Read more of this article: The Trouble With Neutrinos - NYTimes.com
So when a group of physicists going by the acronym Opera announced in September that a batch of the strange subatomic particles known as neutrinos had traveled faster than the speed of light in a 457-mile trip through the earth, the first response among many physicists was to wonder what had gone wrong with the experiment.
After all, Albert Einstein’s theory of relativity, which proclaimed the speed of light as the cosmic speed limit, is the foundation of modern science and has been shown to work to exquisite precision zillions of times.
Knock it down and you potentially open the door to all kinds of things, like the ability to go back in time and kill your grandfather.
That, of course, did not stop the rest of us in the physics bleachers from dragging the old guru of space-time by his frizzy coronal hair into the media version of the public square and crowing that, perhaps this time at last, Einstein was finally going to be proved wrong.
Neutrino jokes proliferated on the Internet, as well as this rousing song by the Corrigan Brothers and Pete Creighton:
Tooraloo, tooraloo, tooraloo, tooralino,
Is light now slower than a neutrino?
Now it seems that Einstein’s six-month nightmare may be over.
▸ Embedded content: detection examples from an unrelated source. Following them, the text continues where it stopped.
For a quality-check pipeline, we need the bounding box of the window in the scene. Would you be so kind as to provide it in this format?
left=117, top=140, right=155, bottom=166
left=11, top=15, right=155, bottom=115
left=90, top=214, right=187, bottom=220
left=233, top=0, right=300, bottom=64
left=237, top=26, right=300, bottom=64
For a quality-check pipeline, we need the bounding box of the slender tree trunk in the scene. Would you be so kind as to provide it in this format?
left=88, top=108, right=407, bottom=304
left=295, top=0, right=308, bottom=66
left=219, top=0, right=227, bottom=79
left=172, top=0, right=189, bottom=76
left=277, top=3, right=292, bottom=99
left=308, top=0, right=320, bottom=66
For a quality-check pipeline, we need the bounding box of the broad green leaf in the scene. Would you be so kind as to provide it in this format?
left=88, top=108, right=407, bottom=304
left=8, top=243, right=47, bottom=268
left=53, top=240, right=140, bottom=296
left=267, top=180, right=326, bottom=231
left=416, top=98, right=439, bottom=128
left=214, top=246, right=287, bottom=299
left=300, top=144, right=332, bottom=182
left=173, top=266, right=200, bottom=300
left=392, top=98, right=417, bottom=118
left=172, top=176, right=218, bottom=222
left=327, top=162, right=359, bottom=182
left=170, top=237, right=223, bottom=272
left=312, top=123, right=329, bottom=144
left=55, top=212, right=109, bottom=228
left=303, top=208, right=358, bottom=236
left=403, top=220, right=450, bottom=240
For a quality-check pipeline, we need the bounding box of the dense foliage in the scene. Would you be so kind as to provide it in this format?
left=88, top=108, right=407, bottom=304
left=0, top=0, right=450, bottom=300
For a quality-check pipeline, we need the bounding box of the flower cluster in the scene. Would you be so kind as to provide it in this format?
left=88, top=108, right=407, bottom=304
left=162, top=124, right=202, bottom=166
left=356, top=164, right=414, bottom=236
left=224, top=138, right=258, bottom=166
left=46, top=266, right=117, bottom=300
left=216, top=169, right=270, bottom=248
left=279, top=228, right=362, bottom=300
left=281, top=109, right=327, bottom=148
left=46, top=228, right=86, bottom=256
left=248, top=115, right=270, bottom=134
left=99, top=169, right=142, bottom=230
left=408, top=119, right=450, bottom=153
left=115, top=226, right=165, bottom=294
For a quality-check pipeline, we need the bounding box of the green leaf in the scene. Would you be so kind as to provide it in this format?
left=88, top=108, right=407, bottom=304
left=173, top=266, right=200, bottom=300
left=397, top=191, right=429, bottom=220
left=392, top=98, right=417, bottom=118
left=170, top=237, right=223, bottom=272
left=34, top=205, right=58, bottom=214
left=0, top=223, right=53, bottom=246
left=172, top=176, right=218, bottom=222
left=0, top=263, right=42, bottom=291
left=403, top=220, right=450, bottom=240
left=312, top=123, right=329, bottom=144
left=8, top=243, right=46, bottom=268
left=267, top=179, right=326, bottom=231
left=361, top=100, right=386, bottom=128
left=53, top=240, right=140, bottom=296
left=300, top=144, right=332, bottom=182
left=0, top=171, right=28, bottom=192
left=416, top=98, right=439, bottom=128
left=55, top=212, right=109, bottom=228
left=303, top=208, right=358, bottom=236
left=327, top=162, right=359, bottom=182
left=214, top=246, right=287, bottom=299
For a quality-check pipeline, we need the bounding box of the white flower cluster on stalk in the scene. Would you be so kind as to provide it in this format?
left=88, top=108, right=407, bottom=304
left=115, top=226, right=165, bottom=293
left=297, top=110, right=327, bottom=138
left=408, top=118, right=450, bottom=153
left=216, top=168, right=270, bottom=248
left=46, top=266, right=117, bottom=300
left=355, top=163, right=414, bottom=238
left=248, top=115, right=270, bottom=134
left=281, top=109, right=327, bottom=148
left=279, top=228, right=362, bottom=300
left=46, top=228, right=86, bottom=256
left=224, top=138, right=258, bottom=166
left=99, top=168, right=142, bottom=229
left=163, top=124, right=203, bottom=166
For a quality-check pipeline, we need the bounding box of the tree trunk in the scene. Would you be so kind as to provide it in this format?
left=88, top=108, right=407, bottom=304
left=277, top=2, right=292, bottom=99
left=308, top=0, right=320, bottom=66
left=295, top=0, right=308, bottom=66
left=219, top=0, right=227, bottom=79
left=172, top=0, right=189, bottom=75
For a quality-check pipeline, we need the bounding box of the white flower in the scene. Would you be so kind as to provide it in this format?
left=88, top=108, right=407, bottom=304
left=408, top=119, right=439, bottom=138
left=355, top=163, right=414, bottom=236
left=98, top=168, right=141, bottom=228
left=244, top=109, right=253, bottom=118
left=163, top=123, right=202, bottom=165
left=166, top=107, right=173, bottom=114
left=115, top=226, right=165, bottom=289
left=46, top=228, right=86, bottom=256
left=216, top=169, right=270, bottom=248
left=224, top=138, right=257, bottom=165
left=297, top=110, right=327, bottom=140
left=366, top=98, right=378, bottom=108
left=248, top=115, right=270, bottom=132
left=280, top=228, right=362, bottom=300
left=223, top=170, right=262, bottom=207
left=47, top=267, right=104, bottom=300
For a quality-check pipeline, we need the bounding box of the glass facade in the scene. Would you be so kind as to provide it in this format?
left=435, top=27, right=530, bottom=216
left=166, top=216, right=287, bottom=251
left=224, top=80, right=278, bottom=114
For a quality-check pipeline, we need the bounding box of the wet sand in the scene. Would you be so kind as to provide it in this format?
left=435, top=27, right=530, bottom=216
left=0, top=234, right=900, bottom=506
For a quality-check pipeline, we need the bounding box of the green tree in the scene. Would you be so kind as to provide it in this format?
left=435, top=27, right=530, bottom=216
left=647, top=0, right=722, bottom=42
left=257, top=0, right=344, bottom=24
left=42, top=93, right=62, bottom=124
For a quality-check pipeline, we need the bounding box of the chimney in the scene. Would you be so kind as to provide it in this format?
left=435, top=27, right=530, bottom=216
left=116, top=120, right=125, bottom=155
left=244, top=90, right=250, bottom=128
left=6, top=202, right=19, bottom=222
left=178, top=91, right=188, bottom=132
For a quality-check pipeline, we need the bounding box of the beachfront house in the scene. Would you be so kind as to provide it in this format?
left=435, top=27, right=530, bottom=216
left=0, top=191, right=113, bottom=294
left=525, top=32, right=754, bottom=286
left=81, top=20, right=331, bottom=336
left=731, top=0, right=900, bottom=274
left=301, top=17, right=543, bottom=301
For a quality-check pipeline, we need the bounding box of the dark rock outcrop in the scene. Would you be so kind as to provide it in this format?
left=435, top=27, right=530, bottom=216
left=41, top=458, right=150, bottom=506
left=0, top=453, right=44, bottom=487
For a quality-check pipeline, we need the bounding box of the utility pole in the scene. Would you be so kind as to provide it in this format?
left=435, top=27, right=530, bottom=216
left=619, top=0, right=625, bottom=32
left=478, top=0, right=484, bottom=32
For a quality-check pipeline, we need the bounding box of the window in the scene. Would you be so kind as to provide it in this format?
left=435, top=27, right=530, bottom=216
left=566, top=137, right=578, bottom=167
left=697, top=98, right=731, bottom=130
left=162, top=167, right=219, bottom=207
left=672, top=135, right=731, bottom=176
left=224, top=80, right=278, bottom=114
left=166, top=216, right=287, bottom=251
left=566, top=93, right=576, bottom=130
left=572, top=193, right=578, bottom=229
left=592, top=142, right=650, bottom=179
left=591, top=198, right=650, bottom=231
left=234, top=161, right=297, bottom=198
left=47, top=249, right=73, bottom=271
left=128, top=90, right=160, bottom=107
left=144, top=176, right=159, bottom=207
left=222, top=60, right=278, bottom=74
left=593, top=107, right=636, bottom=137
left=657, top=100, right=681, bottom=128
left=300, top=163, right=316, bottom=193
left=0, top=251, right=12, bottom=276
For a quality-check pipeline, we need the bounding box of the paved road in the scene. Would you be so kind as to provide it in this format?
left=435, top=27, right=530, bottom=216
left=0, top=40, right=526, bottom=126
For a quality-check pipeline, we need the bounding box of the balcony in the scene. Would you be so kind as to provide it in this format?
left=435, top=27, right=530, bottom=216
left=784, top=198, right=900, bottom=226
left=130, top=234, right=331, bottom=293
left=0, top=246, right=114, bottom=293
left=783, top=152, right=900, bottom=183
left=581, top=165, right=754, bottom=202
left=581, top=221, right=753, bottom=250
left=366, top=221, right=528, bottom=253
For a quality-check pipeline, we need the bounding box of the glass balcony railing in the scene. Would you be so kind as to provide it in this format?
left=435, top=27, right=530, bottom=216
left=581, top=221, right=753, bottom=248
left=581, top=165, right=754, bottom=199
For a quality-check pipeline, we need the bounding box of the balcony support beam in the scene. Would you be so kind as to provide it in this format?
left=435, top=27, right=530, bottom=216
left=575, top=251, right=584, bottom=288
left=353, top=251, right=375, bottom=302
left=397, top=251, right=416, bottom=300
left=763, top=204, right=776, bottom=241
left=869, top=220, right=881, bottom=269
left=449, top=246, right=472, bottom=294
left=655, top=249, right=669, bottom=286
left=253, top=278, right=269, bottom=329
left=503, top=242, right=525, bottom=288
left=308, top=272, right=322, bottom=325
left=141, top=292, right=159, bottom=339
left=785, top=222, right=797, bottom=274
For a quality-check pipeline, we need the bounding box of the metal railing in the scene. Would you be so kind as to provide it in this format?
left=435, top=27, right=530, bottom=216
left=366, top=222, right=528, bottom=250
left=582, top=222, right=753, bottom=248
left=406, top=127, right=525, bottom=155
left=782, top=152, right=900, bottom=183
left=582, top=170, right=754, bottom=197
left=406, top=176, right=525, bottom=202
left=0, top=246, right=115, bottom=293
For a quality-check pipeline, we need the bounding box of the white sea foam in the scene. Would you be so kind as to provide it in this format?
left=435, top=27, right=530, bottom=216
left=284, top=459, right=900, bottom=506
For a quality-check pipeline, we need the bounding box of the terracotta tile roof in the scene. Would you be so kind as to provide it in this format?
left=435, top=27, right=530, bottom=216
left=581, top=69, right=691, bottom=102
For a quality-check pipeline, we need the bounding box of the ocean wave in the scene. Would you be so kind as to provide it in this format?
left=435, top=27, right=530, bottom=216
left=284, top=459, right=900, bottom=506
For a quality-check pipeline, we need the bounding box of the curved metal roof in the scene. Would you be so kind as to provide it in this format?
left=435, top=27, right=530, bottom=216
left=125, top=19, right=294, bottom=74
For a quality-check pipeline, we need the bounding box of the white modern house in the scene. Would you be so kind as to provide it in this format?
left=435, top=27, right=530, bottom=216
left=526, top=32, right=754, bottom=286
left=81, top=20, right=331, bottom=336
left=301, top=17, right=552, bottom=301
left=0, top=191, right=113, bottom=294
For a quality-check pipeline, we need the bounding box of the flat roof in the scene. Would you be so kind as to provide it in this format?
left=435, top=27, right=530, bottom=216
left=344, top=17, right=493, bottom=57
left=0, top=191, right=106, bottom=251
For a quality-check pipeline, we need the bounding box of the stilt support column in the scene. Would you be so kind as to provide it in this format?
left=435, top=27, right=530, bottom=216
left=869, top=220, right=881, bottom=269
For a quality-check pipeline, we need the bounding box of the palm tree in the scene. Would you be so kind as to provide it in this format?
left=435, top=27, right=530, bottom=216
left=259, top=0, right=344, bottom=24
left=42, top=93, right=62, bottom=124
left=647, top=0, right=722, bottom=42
Last week another team of physicists whose apparatus lives right next door to the Opera group — under Gran Sasso mountain in Italy — reported that they had clocked neutrinos, produced in an accelerator at CERN, outside Geneva, racing over the same path to Gran Sasso at the speed of light and not a whit faster.
Which is exactly how fast scientists had always thought the enigmatic particles, with barely zilch for mass, should go.
The second group, which goes by the acronym Icarus, was led by Carlo Rubbia, a former director of CERN and a Nobel-winning physicist, who called the results “very convincing.”
Physicists swung into line with great sighs of relief.
“The evidence is beginning to point toward the Opera result being an artifact of the measurement,” said CERN’s research director, Sergio Bertolucci.
Cue the famous picture of Einstein sticking out his tongue. As it happened, the Icarus result was announced on March 16, two days after his 133rd birthday — almost in time for the cake.
Adding to the sense of finality was the simple fact — as Eddington might have pointed out — that faster-than-light neutrinos had never been confirmed by theory. Or as John G. Learned, a neutrino physicist at the University of Hawaii, put it in an e-mail, “An interesting result of all this fracas is that no new model I have seen (or heard of from my friends) really is credible to explain the faster-than-light neutrinos.”
During a panel discussion recently at the American Museum of Natural History, Sheldon L. Glashow, a physics professor and Nobel laureate from Boston University, said the best theory he had heard was that the neutrinos had behaved lawfully in Switzerland and speeded up when they crossed the border into Italy.
Eddington’s dictum is not as radical as it might sound. He made it after early measurements of the rate of expansion of the universe made it appear that our planet was older than the cosmos in which it resides — an untenable notion.
“It means that science is not just a book of facts, it is understanding as well,” explained Michael S. Turner, a cosmologist at the University of Chicago, who says the Eddington saying is one of his favourites.
If a “fact” cannot be understood, fitted into a conceptual framework that we have reason to believe in, or confirmed independently some other way, it risks becoming what journalists like to call a “permanent exclusive” wrong.